Oct 13, 2008 13:36 GMT  ·  By

The sneak peek that Microsoft allowed into the development process of Windows 7 was sufficient in order to deliver a taste of the evolution of parallel computing on the next iteration of the Windows platform. But it is not just Windows 7 that is evolving to embrace multilcore and manycore architectures. Microsoft's next generation development platform, Visual Studio 2010 and the .NET Framework version 4.0 environment, will also advance in terms of their parallel computing capabilities.

“Parallel Extensions will indeed be a part of the .NET Framework 4.0,” revealed Stephen Toub, Senior Program Manager Lead on the Parallel Computing Platform team at Microsoft. “Not only will it be a part of it, it will be a core part of it. [S. Somasegar, Senior Vice President, Developer Division] cites the following as key focuses for the release: significantly improve the core pillars of the developer experience; support for the latest platforms spanning the client, web, server, services and devices and targeted and simplified developer experiences for different application types.”

Announced at the end of September 2008, Visual Studio 2010 and .NET Framework 4.0, the successors of Visual Studio 2008 and .NET Framework 3.5, are right on track not only to span across clients, servers and the Cloud, but also to enable the development of parallel applications.

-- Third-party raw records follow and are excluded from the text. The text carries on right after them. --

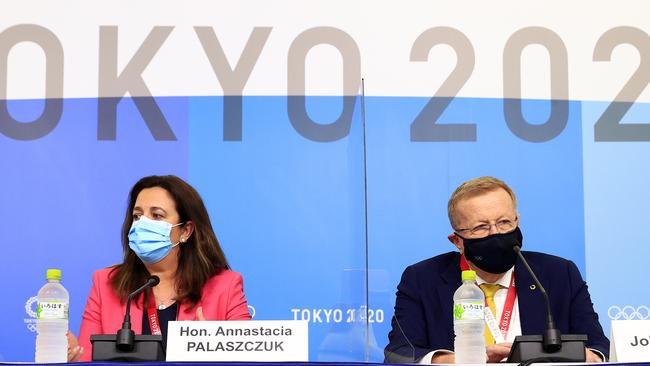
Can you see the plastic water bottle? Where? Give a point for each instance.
(469, 344)
(52, 320)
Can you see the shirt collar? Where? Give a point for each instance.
(504, 281)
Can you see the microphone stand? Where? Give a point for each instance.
(552, 346)
(125, 345)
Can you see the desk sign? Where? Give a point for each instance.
(240, 340)
(630, 341)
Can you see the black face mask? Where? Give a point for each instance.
(493, 253)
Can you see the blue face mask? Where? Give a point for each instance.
(149, 239)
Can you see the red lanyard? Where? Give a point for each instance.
(152, 314)
(506, 316)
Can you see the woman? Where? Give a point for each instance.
(167, 233)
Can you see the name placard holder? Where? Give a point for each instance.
(630, 341)
(241, 340)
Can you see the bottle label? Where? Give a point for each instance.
(468, 310)
(52, 310)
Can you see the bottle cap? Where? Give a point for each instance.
(468, 275)
(53, 274)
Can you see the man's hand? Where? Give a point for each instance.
(443, 357)
(497, 352)
(591, 356)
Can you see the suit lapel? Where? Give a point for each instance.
(184, 312)
(450, 282)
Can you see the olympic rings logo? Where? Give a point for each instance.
(628, 312)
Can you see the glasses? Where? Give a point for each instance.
(502, 226)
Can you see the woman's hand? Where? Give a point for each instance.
(497, 352)
(199, 313)
(74, 350)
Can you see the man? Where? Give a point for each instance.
(483, 214)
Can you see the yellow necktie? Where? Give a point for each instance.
(489, 291)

Along with the under-the-hood changes in Windows 7, VS2010 and .NET Framework 4.0 will support building highly concurrent and asynchronous programs.

“So in the .NET Framework 4.0, you’ll find the Task Parallel Library at the heart of the Framework in mscorlib.dll. You’ll find PLINQ sitting in System.Core.dll right alongside LINQ-to-Objects. And you’ll find new coordination and synchronization data types spread across various DLLs, enabling not only your applications, but the .NET Framework itself. We’ll be diving into more details at the PDC, and we hope you’ll join us for that,” Toub added.